Los sentimientos de las familias y la educadora Cuando se produce una conducta agresiva en el aula, no solo se ven involucrados los niños: también emergen emociones intensas en las familias y en la propia educadora. Es importante reconocerlas y darles un espacio de validación y acompañamiento.
La familia del niño agredido suele sentir preocupación, impotencia, enfado e incluso miedo. Es natural que quieran proteger a su hijo/a y que deseen una solución inmediata. Es importante acompañar esta preocupación explicando el contexto evolutivo de estas conductas y mostrando las acciones que se están llevando a cabo en el aula para gestionarlas.
La familia del niño que agrede, a menudo se sienten culpables, avergonzados o juzgados, y también experimentan tristeza por no saber cómo ayudar a su hijo/a.

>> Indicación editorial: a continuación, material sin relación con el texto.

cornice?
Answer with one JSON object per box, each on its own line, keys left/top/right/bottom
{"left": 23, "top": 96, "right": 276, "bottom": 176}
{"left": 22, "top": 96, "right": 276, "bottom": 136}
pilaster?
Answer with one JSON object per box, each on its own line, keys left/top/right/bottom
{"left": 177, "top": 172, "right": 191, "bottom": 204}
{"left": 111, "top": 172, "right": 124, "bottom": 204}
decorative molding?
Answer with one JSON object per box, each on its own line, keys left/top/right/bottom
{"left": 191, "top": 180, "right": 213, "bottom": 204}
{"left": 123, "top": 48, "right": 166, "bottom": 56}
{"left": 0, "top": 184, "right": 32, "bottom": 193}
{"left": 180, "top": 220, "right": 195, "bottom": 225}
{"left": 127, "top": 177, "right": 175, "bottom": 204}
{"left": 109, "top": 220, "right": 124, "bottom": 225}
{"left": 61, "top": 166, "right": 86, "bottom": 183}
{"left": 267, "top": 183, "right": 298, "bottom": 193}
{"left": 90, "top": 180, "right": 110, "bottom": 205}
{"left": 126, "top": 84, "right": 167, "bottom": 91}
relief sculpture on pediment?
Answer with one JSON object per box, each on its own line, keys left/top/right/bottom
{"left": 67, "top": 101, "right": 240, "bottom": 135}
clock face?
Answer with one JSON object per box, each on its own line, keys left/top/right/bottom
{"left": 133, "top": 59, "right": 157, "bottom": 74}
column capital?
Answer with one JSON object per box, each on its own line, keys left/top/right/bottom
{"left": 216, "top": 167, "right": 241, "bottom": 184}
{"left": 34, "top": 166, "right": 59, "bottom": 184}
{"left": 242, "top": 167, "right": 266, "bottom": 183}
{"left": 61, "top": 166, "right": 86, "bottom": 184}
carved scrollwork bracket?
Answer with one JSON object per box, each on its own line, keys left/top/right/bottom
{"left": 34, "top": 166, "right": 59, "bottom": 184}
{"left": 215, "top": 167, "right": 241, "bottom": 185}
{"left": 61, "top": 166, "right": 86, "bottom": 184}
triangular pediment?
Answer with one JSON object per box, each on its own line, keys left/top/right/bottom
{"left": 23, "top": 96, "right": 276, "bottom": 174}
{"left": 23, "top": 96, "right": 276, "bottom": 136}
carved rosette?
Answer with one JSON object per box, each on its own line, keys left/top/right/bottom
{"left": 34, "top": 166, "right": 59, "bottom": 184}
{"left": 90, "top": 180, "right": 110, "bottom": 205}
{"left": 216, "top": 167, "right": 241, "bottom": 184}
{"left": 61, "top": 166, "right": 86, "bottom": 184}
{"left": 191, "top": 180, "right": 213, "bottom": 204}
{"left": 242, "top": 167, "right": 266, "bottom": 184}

Pueden temer que su hijo sea etiquetado negativamente. Como escuela, es fundamental acogerlos sin juicios, explicarles que no es un “mal comportamiento” sino una señal de una necesidad no expresada, y trabajar juntos en la búsqueda de estrategias respetuosas y efectivas.

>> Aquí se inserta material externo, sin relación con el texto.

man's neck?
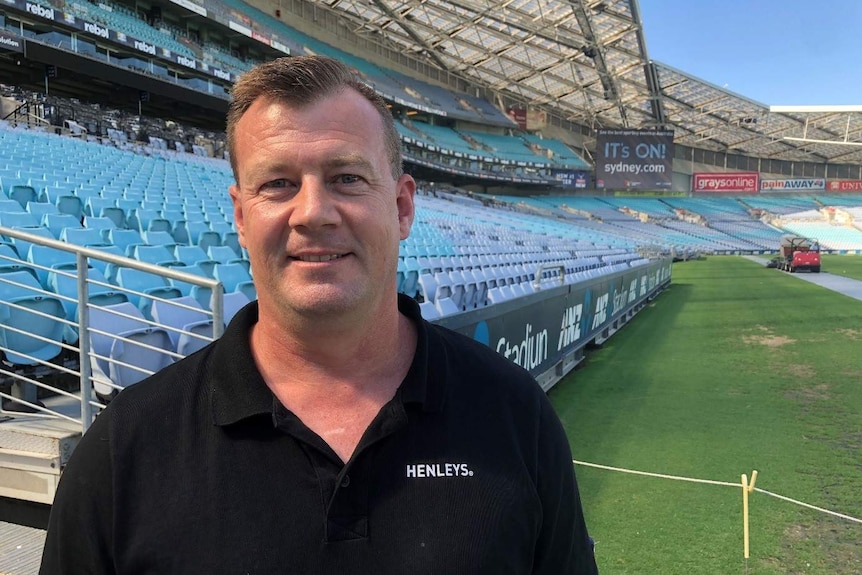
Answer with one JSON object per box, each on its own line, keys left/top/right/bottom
{"left": 250, "top": 301, "right": 418, "bottom": 463}
{"left": 250, "top": 299, "right": 414, "bottom": 392}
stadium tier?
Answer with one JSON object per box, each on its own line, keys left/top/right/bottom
{"left": 4, "top": 0, "right": 862, "bottom": 542}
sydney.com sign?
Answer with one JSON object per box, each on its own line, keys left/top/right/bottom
{"left": 595, "top": 129, "right": 674, "bottom": 190}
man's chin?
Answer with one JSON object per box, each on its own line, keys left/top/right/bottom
{"left": 283, "top": 288, "right": 366, "bottom": 318}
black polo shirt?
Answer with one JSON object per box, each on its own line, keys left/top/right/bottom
{"left": 41, "top": 295, "right": 598, "bottom": 574}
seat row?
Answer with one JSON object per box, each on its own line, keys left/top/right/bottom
{"left": 0, "top": 259, "right": 254, "bottom": 397}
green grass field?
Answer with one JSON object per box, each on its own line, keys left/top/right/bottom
{"left": 550, "top": 256, "right": 862, "bottom": 575}
{"left": 821, "top": 254, "right": 862, "bottom": 281}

La educadora también atraviesa un cúmulo de emociones: frustración, agotamiento, tristeza, empatía, tensión o dudas sobre si está actuando correctamente. Sostener el bienestar de todos los niños, contener emocionalmente a las familias y gestionar estos episodios con calma y pedagogía no es tarea fácil. Reconocer esta carga emocional y ofrecer espacios de formación, reflexión y apoyo profesional es imprescindible para cuidar a quien cuida.
¿Qué podemos hacer como adultos? Acompañar sin juzgar. Comprender que no es maldad, sino una forma limitada de expresión. Poner palabras a lo que ocurre. Ayudar al niño a nombrar sus emociones: “Estás enfadada porque querías ese juguete”. Modelar alternativas. Enseñar otras formas de resolver conflictos: “Puedes decir ‘no me gusta’ en lugar de empujar”. Anticipar. Observar patrones y actuar antes de que se desencadene el conflicto. Trabajar en red. Escuchar y sostener emocionalmente a todas las partes implicadas: niños, familias y profesionales.
En el aula y en casa, el reto no está en castigar estas conductas, sino en entenderlas, gestionarlas y transformarlas desde el respeto al ritmo madurativo de cada niño. La colaboración entre familia y escuela, basada en la confianza y la empatía, es la clave para acompañar estas situaciones de manera saludable y constructiva.